Similar to the collection step, the new examination steps and tools need to be evaluated to see if they work as intended. The evaluation can use available forensic datasets or a small test environment. Forensic datasets can be used for testing different types of data sources and this is a faster option then setting up a test environment. The datasets available for testing the examination steps and tools for the volatile data example include: NIST CFReDS Project, Forensic Educational Datasets, Honeynet Challenges, or the memory images on the Forensic Incident Response blog. If there isn't an available dataset then a small test environment has to be set up. The fourth question of the Alexiou principle is "what does the data tell you". This question should be kept in mind during the evaluation because the purpose of the examination steps and tools are to extract information needed to answer the scenario questions. If the information doesn't help answer the question then additional research may have to be performed so the examination steps and tools can be adjusted.

Scenario Simulation

This step is where all of the hard work of researching and evaluating pays off. The scenario simulation is when the test environment is created and the scenario is simulated in that environment. The first scenario I've been working with is a computer infected with malware, and one of the ways I simulated this scenario was by visiting known malicious websites with a computer running vulnerable software. After the scenario is simulated then the next step is to treat the test environment like a real investigation. The data sources of interest get collected, and information is extracted from those sources to answer the scenario's questions.

Identify Areas for Improvement

Now that the dust has settled from investigating the scenario in a test environment; it's time to reflect back on what was done. The purpose of this step is to see if there is anything to improve upon. A few things for consideration are: did the tools perform as expected, were the procedures correct, what didn't work, and what can be done better. Something else to keep in mind during this reflection is to decide if any additional research has to be performed on any artifacts in order to get a better understanding about them. During my simulation, I didn't have a good understanding about the attack vector artifacts such as those left by exploits. I spent some time researching a few of these artifacts so I'd have a better understanding the next time I come across a similar artifact.

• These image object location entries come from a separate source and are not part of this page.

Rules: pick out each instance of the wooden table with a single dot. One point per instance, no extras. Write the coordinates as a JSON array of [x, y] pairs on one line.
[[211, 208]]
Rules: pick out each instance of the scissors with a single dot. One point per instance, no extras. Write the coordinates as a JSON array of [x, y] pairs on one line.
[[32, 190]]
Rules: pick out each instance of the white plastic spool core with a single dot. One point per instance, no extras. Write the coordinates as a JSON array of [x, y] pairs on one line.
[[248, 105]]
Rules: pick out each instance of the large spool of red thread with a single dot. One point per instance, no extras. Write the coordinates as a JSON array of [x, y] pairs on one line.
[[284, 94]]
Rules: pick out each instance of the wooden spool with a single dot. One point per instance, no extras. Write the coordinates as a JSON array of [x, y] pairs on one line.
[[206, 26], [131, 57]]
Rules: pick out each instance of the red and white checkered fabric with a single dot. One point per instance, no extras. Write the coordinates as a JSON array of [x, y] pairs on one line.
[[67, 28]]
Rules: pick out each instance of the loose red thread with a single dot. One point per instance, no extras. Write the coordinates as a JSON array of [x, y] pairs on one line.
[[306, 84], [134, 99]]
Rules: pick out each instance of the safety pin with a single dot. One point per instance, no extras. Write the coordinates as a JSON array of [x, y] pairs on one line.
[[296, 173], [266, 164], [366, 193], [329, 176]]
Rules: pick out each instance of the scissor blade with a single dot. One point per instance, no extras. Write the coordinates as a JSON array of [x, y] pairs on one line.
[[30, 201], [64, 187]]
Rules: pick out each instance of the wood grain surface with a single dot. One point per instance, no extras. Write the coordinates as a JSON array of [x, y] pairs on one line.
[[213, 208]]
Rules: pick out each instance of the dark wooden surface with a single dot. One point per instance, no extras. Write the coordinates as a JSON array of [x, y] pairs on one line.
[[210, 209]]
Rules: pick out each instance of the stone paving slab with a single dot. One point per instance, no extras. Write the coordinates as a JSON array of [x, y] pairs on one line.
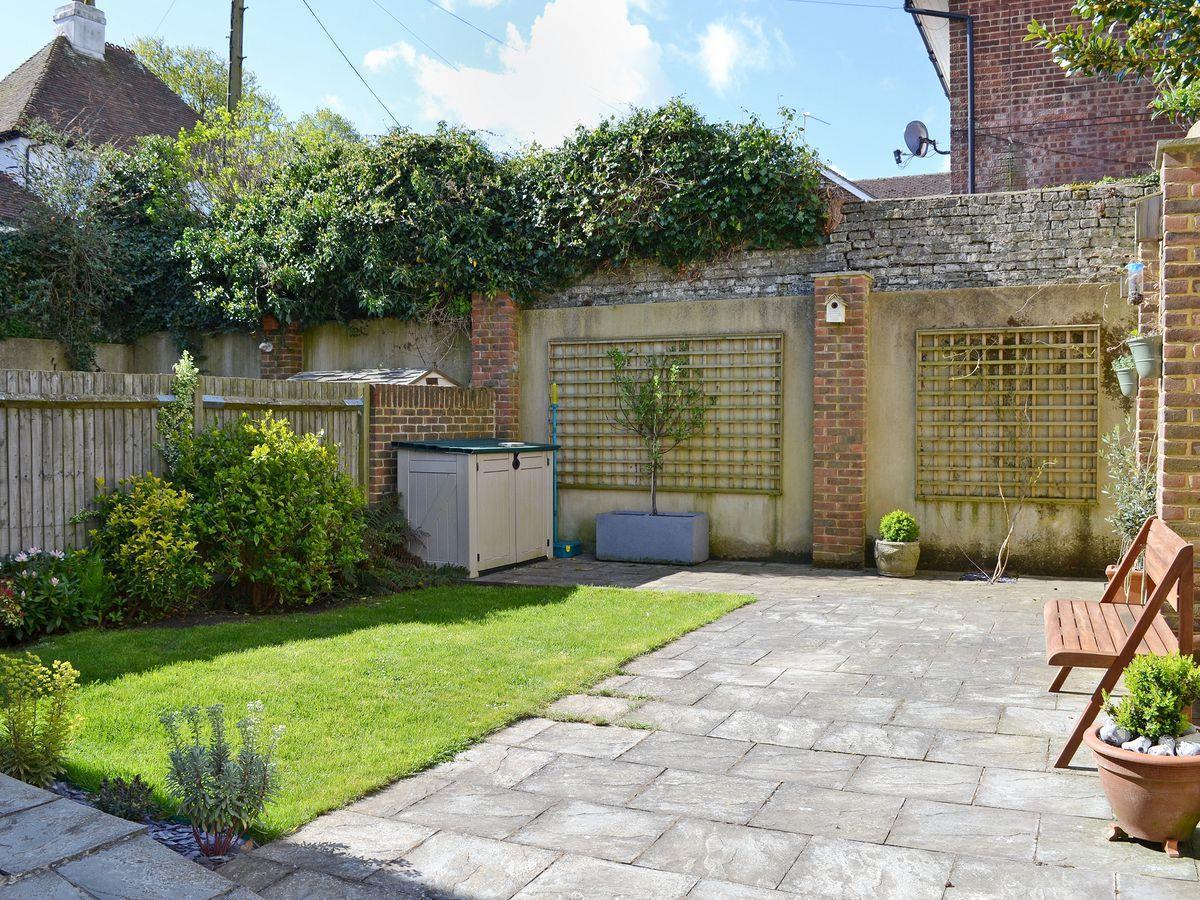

There isn’t a set time table to complete the forensicator readiness steps. It could take days, weeks, or months to complete. The time all depends on the scenario and how much of an understanding someone wants. People prepare for things differently and forensicator readiness is no different. If the steps can accomplish the end goal of preparing someone to investigate an incident regardless of the circumstances - like it did for me- then the process has served its purpose.

So when someone said to me "I need your help to figure out what caused this infection"; I was ready to rock and roll. I’ve been successful numerous times locating malware on systems and identifying the attack vector that put the malware on the systems. A few of the vectors were: a malicious email attachment, a drive-by download using a malicious PDF, and third party content pointing to a website hosting Windows help center and Java exploits. I don't think my success is a string of luck. It's due to my preparation for a situation I thought I would face sooner or later. It just so happened to be sooner than I was expecting.